Pero Menino, Livre de Fauconnerie, chap. 24, folio 63 v. (XIVème siècle)
[...]
Le cavalier qui passe au soleil de midi est à présent Luís de Castro, qui en haut de son poing levé brandit aussi son faucon, dont le capuchon ne laisse pas voir les yeux. C’est pourquoi l’oiseau ne voit pas un autre homme qui arrive et qui porte lui aussi, sur sa main protégée, un autre faucon. Et en arrivant près du juge à cheval, frère Gil , à son tour, brandit le faucon qu’il porte.
- N’abusez pas de la chance, frère Gil. N’essayez pas d’abuser de la chance, frère Gil. Deux mâles de cette race ensemble dans un même lieu est une cause certaine de dispute.
- Même s’ils se connaissent depuis toujours et qu’ils se considèrent comme des frères, Luís de Castro ?
- Même ainsi. Les êtres de grande noblesse – noblesse non pas de sang mais de volonté assumée – veulent se voir dans leur propre territoire sans que les autres leur fassent de l’ombre ou ternissent leur propre éclat.
Mais un large sourire fendit le visage du juge, et aux paroles qu’il avait prononcées il ajouta :
- C’est des faucons que je parle, mon frère. Vous le savez.
Frère Gil sourit aussi, parce qu’il n’en avait jamais douté.
Le prêtre ôta le capuchon de son faucon, détachant le lacet qui le retenait, et le fit aussitôt se dresser dans le soleil de Monsaraz. Approchant le visage du bec de son oiseau comme pour lui faire une confidence, il dit…
- Va !
Et le juge en fit autant avec le sien. Les faucons progressaient tous les deux en cercle sans que l’on sache lequel suivait l’autre.
- Regardez bonne-mort, Luís de Castro, voyez comme il s’approche naturellement de votre faucon, sans qu’aucun des deux ne perde sa force de mâle et sans que le ciel soit étroit ou trop petit pour eux. Et pourquoi pas, puisqu’ils sont tous les deux aussi habitués à l’entendement honnête que la lune aux marées ?

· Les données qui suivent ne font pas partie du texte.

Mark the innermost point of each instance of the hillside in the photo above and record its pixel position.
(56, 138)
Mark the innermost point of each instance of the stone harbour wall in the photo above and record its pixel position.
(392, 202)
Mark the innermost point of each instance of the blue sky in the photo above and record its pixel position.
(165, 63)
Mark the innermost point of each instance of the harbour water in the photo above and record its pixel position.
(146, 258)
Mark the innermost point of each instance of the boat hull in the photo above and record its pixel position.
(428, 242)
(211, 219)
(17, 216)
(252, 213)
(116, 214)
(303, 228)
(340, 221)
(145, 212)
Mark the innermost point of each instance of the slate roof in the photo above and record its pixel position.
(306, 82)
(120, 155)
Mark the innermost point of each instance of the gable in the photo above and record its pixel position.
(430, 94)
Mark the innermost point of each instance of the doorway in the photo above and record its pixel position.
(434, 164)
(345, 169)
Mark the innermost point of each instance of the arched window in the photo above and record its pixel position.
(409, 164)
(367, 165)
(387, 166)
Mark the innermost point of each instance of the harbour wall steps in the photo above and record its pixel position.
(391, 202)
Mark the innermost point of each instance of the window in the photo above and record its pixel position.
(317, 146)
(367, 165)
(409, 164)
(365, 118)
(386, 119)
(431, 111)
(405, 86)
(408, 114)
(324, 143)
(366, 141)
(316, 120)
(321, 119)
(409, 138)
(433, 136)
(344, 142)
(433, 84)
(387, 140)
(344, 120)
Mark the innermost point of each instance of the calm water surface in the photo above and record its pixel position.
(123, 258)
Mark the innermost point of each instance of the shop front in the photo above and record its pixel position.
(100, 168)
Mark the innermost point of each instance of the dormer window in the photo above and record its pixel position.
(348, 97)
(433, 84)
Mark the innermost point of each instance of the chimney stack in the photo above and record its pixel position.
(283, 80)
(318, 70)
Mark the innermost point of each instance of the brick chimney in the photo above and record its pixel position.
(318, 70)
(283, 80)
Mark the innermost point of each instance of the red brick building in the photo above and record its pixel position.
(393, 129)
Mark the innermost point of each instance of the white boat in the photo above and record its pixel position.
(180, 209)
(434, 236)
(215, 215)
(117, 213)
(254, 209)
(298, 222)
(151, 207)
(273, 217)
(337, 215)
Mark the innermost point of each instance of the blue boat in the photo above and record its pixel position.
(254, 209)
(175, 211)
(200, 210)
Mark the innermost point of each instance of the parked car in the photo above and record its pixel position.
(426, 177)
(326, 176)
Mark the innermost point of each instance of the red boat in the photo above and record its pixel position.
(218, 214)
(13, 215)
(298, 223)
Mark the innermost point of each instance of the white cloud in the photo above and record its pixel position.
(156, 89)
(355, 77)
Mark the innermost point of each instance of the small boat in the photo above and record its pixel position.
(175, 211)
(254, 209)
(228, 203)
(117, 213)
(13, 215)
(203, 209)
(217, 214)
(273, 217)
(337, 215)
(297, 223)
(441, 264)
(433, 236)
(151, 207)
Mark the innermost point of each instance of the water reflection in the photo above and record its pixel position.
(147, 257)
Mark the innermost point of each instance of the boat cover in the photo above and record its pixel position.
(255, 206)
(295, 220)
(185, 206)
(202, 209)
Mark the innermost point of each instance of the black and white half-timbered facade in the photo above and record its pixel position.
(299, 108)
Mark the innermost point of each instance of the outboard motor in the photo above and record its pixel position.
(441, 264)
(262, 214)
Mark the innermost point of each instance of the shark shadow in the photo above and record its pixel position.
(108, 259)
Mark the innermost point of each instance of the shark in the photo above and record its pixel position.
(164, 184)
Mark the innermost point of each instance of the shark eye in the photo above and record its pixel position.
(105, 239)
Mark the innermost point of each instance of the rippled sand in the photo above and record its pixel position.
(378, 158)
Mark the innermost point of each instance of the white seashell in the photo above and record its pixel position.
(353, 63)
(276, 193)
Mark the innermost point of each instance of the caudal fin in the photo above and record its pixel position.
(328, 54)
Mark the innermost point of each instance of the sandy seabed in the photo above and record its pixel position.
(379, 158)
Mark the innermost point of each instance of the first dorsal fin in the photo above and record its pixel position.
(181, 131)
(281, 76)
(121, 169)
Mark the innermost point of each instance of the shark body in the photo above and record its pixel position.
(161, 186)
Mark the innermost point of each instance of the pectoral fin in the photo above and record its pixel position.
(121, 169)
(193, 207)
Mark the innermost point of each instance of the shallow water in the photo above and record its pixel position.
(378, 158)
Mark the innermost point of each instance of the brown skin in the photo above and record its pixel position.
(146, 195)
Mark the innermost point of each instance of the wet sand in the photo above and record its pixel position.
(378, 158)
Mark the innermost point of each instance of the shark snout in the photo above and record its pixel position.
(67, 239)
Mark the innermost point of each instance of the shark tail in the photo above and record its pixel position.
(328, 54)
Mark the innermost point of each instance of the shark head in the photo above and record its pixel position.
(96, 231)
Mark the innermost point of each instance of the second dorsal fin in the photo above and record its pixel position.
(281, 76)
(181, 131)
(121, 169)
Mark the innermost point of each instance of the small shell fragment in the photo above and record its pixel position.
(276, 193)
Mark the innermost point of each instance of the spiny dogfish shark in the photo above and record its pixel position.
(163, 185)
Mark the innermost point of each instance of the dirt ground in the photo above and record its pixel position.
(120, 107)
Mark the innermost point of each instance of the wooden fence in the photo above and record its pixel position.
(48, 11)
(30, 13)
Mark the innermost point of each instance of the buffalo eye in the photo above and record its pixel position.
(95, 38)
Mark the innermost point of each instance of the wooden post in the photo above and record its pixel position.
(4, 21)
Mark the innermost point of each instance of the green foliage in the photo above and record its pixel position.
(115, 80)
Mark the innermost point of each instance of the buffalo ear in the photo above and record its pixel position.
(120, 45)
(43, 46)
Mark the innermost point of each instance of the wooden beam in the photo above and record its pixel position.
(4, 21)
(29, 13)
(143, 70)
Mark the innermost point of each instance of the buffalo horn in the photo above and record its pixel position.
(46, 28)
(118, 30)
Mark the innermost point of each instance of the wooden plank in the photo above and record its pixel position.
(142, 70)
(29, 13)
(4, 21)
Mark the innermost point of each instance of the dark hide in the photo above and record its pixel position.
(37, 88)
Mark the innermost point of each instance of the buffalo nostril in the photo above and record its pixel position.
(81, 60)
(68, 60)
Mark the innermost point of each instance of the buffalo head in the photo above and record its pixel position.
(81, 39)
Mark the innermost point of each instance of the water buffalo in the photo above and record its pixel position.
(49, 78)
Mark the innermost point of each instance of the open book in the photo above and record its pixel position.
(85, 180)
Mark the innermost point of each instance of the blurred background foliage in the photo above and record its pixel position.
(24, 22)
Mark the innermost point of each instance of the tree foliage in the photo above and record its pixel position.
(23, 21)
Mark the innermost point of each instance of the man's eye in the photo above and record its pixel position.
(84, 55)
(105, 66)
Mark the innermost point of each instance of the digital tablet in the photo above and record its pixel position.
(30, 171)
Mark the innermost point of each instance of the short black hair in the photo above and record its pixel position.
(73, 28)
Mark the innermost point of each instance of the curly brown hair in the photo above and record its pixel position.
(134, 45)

Dans le ciel ils volaient tous deux comme des frères qui s’imitent sans s’opprimer. La mer et la lune en vérité.
- Vous avez sûrement déjà pensé à eau-bénite, Luís de Castro.
- Depuis hier. Vous aussi, sans doute.
- Oui, moi aussi.
Dans le ciel du xarês on eût dit que les deux faucons s’approchaient encore plus l’un de l’autre à présent, jusqu’à toucher de leurs ailes les extrémités du territoire qu’ils avaient instinctivement délimité au commencement du vol.
- J’ai peur que la maison que vous lui avez donnée et où votre servante lui porte à manger ne le protège pas suffisamment. Vous faites déjà beaucoup, en tant que chrétien et en tant que juge. Mais les pauvres gens ont parfois en eux de mauvaises pensées, et ils lui font du mal parce qu’ils le croient faible, sans comprendre que ce sont eux qui sont faibles et dignes de plus grande compassion.